NUTMEG: The folks at www.helpwithcooking.com state, “with regards to savory meat dishes, nutmeg is often used as a substitute for black pepper, when a stronger and richer flavor is desired. You can add grated nutmeg to meat marinades, sausage mixtures, curries and stews and nutmeg goes particularly well with lamb, chicken and veal.” JD uses it in his bell pepper Quiche located in “Strictly Skillet” menu item above. Click here for more information about NUTMEG from the folks at helpwithcooking.com
ROSEMARY: Typically used with pork and lamb dishes, it can be good with chicken if used frugally. Serves as a great garnish, as well. My folks at www.helpwithcooking.com say this, “Rosemary is a powerful herb that originates from the Mediterranean region. Its name has been derived from the Latin “ros marinus”, which means “dew of the sea” due to the fact that it was first seen growing along the Mediterranean coastline”. I encourage you to visit www.helpwithcooking.com to learn more about rosemary, and, believe, a wealth of other information.

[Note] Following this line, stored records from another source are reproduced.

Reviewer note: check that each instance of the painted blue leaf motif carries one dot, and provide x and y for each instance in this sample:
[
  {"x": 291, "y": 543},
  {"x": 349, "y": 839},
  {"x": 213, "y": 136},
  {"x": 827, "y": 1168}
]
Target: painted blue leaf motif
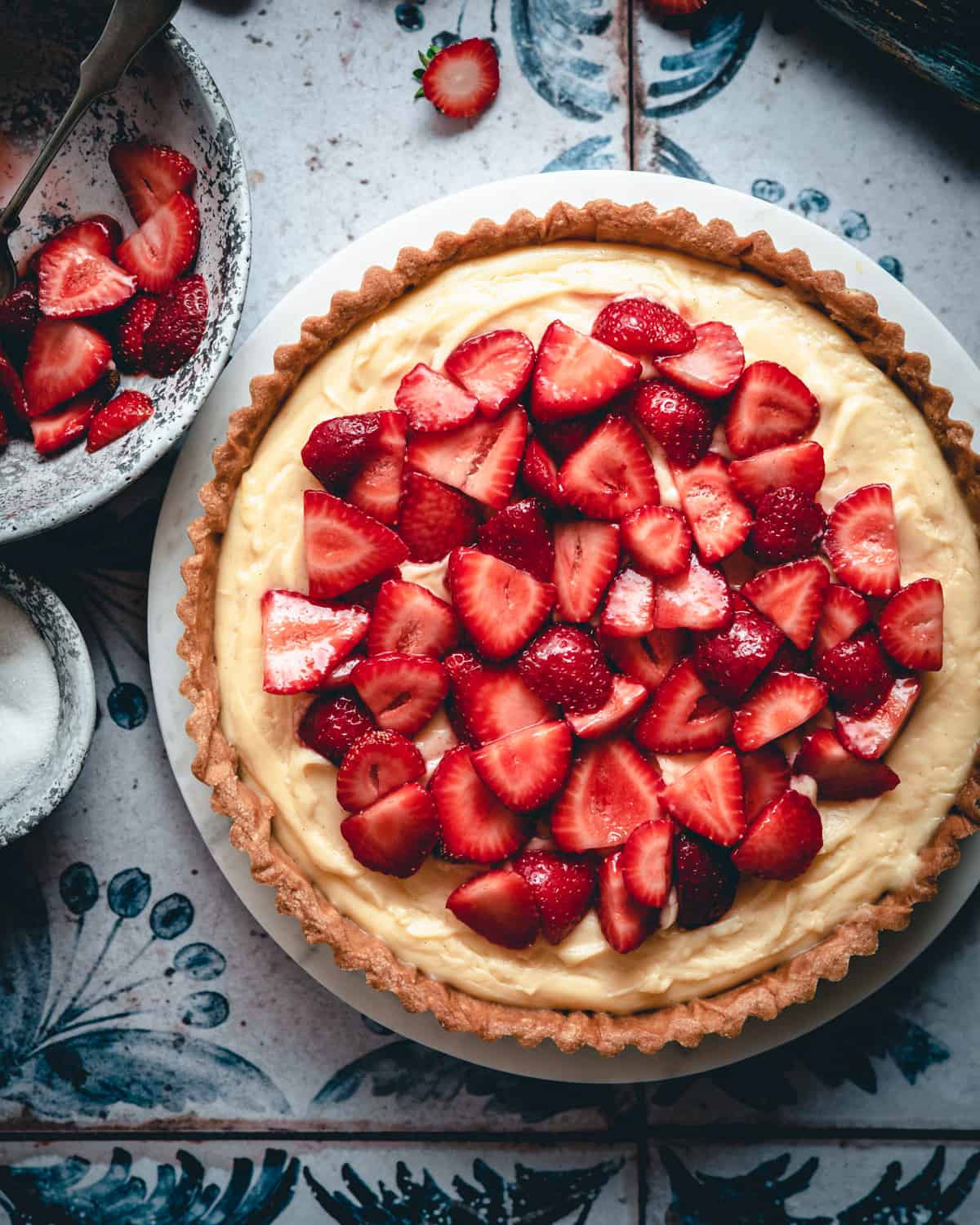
[
  {"x": 88, "y": 1072},
  {"x": 549, "y": 38},
  {"x": 24, "y": 958}
]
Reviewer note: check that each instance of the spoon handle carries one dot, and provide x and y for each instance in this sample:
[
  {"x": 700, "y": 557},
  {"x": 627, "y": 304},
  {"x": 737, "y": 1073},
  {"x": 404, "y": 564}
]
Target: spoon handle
[{"x": 130, "y": 27}]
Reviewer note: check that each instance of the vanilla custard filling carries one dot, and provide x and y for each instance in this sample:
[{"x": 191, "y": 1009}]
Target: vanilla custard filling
[{"x": 869, "y": 431}]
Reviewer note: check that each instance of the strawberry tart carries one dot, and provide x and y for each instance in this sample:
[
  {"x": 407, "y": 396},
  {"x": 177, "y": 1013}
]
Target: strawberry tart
[{"x": 583, "y": 629}]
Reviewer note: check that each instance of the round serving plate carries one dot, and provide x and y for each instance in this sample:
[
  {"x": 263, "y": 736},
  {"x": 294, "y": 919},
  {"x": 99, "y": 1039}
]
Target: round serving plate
[{"x": 952, "y": 368}]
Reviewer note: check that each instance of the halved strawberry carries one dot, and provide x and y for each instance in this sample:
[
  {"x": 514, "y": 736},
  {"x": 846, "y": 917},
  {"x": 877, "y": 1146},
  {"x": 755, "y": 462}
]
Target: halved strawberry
[
  {"x": 500, "y": 607},
  {"x": 396, "y": 835},
  {"x": 586, "y": 559},
  {"x": 497, "y": 906},
  {"x": 629, "y": 607},
  {"x": 494, "y": 367},
  {"x": 625, "y": 700},
  {"x": 838, "y": 773},
  {"x": 782, "y": 702},
  {"x": 624, "y": 921},
  {"x": 870, "y": 737},
  {"x": 715, "y": 364},
  {"x": 683, "y": 718},
  {"x": 563, "y": 889},
  {"x": 610, "y": 473},
  {"x": 710, "y": 799},
  {"x": 642, "y": 327},
  {"x": 519, "y": 536},
  {"x": 64, "y": 359},
  {"x": 862, "y": 541},
  {"x": 783, "y": 840},
  {"x": 149, "y": 176},
  {"x": 612, "y": 791},
  {"x": 576, "y": 374},
  {"x": 345, "y": 546},
  {"x": 408, "y": 619},
  {"x": 911, "y": 625},
  {"x": 474, "y": 826},
  {"x": 434, "y": 402},
  {"x": 164, "y": 245},
  {"x": 303, "y": 641},
  {"x": 658, "y": 539},
  {"x": 795, "y": 466},
  {"x": 401, "y": 691},
  {"x": 791, "y": 597},
  {"x": 696, "y": 599},
  {"x": 375, "y": 764},
  {"x": 526, "y": 768},
  {"x": 769, "y": 407},
  {"x": 719, "y": 522},
  {"x": 480, "y": 458}
]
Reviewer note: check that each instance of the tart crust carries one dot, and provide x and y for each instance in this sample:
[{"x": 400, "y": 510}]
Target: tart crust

THYME marches on, and awaits no one. LOL, just having some word fun. I found on www.helpwithcooking.com the following, when I suggested marinated olive concept on Get Gadgets, “Thyme is native to the Mediterranean and Southern European regions and is popular in French cuisine in particular. It is mixed with parsley and bay leaves to form what is called a bouquet garni and is added to soups, stocks, marinades and stews in order to give them a special herby flavour. THYME is also one of the dried herbs that make up Herbes de Provence.” Thyme for me to go!